Ben Bradlee, the hard-charging editor who guided The Washington Post through its Pulitzer Prize-winning coverage of the Watergate scandal and invigorated its newsroom for more than two decades, has died.

Mr Bradlee, 93, died at his home of natural causes, the paper said.

As managing editor first and later as executive editor, raspy-voiced Mr Bradlee engineered the transformation of the Post from a sleepy home-town paper into a great national.

He had an early break as a journalist thanks to his friendship with one president, John F Kennedy, and became famous for his role in toppling another, Richard Nixon, helping to guide Bob Woodward and Carl Bernstein's coverage of the Watergate scandal.

"We shall not see his like again," Senator Daniel Patrick Moynihan of New York said when Mr Bradlee retired from the Post newsroom in 1991, adding that the editor's standards would endure "for ages hence".

Actor Jason Robards turned Mr Bradlee into a box-office hit with his Oscar-winning portrayal of the editor in the film All The President's Men.

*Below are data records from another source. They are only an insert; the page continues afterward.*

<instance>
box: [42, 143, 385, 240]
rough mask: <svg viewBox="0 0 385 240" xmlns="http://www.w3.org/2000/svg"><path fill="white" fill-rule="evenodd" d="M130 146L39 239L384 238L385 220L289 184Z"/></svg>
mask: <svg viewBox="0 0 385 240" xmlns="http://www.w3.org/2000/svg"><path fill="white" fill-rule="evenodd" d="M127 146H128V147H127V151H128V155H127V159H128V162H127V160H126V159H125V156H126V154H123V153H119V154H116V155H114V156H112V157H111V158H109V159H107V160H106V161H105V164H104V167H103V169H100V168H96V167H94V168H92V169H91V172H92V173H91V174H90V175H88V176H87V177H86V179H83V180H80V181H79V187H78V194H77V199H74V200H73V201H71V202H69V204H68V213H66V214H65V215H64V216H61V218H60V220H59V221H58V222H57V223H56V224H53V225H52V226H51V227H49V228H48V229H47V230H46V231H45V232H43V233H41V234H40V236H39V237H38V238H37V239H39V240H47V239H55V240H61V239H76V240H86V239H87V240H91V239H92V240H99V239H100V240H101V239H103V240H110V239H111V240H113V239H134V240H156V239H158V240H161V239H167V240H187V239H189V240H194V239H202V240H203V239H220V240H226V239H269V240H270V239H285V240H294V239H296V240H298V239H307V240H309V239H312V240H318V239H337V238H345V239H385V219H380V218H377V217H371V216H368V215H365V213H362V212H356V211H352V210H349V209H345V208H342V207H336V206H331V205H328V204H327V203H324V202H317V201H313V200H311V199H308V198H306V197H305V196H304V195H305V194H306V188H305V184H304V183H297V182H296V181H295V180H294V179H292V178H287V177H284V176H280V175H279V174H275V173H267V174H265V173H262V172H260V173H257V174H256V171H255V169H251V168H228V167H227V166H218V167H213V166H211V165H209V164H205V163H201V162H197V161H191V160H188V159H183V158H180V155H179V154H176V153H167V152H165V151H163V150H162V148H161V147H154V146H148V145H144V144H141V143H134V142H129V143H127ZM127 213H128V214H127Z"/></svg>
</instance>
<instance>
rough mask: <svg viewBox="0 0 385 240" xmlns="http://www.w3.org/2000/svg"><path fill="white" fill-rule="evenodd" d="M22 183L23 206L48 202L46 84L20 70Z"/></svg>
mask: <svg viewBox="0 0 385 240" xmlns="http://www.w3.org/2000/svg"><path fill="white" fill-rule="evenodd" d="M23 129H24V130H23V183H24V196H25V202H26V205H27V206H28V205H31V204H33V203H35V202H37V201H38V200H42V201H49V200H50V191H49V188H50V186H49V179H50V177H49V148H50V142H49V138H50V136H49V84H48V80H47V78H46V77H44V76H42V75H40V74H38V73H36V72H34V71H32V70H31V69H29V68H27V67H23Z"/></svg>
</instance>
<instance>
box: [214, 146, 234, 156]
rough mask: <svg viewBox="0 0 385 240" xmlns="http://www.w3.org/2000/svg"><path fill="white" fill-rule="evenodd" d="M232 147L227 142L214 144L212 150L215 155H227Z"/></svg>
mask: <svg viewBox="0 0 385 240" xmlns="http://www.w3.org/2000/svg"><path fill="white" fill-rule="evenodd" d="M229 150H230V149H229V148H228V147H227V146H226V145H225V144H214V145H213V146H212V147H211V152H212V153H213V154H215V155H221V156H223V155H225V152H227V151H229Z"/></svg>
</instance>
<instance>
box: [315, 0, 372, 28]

Mr Bradlee's marriage in 1978 to Post star reporter Sally Quinn - his third - added more glamour to his image.

He was one of the few to know the identity early on of the celebrated Watergate source dubbed Deep Throat, finally revealed publicly in 2005 as FBI official Mark Felt. "I think he did a great service to society," Mr Bradlee said.

In enduring partnership with publisher Katharine Graham, Mr Bradlee took a stand for press freedom in 1971 by going forward with publication of the Pentagon Papers, a secret study of the Vietnam War broken by The New York Times, against the advice of lawyers and the entreaties of top government officials.

The ensuing legal battle went all the way to the US Supreme Court, which upheld the right of newspapers to publish the leaked papers.

Mr Bradlee "set the ground rules - pushing, pushing, pushing, not so subtly asking everyone to take one more step, relentlessly pursuing the story in the face of persistent accusations against us and a concerted campaign of intimidation," Ms Graham recalled in her autobiography.

Last year Mr Bradlee received the Presidential Medal of Freedom from Barack Obama, who saluted him for bringing an intensity and dedication to journalism that served as a reminder that "our freedom as a nation rests on our freedom of the press".

He was impatient, gruff and profane, but also exuberant, innovative and charismatic.

"Ideas flew out of Ben," Ms Graham, who died in 2001, said. "He was always asking important 'why' questions. Ben was tough enough and good enough so that for the most part I not only let him do what he thought was right, I largely agreed with him."

Ever the newspaperman, Mr Bradlee imagined his own obituary: "Bet me that when I die," he wrote, "there will be something in my obit about how The Washington Post 'won' 18 Pulitzer prizes while Bradlee was editor."

But that, he said, would be bunkum. The Pulitzers were overrated and suspect, he wrote, and it was largely reporters, not newspapers or their editors, who deserved the credit.

Benjamin Crowninshield Bradlee was born in 1921, a Boston Brahmin - the city's traditional upper class - reared in comfort but for family financial setbacks in the Depression and a six-month bout with polio at 14.

He hurried through Harvard in three years to take his place on a Pacific destroyer during the Second World War. On his return in 1945 he helped start a daily newspaper in New Hampshire, but it folded two years later for lack of advertising.

So began what turned out to be a charmed life of newspapering, in which Mr Bradlee seemed always to be in just the right place.

He landed his first job at the Post in 1948 when a rain storm in Baltimore prompted him to skip a job interview there and stay on the train to Washington.

He happened to be on a tram going past Blair House in 1950 when Puerto Rican extremists opened fire on the presidential guest home while President Truman was staying there. Mr Bradlee turned it into a page-one eyewitness story.

Restless at the Post, he left the paper in 1951 to become press attache at the US embassy in Paris. Two years later, he joined Newsweek's Paris bureau and spent four years as a European correspondent before returning to Washington to write about politics.

He bought a home in Georgetown in 1957, a few months before Senator John F Kennedy and his wife moved in opposite - the beginning of an intimate friendship and a proximity to power that polished his credentials as a journalist and brought him rare insights into government.

His access to Kennedy continued through JFK's presidency, bringing him scoops and experiences that he ultimately turned into the 1975 book, Conversations With JFK. But it cost him a valued friend, Jackie Kennedy, who thought the book a violation of privacy and stopped speaking to him.

Even in his declining years Mr Bradlee would head over to the Post once a week to have lunch with "the guys" and "talk about the good old days in journalism", Ms Quinn recounted.

Ms Quinn disclosed last month that her husband had suffered from Alzheimer's disease for several years.

He had four children from three marriages: Benjamin, Dino, Marina and Quinn. His first two marriages, to Jean Saltonstall and Antoinette Pinchot, ended in divorce.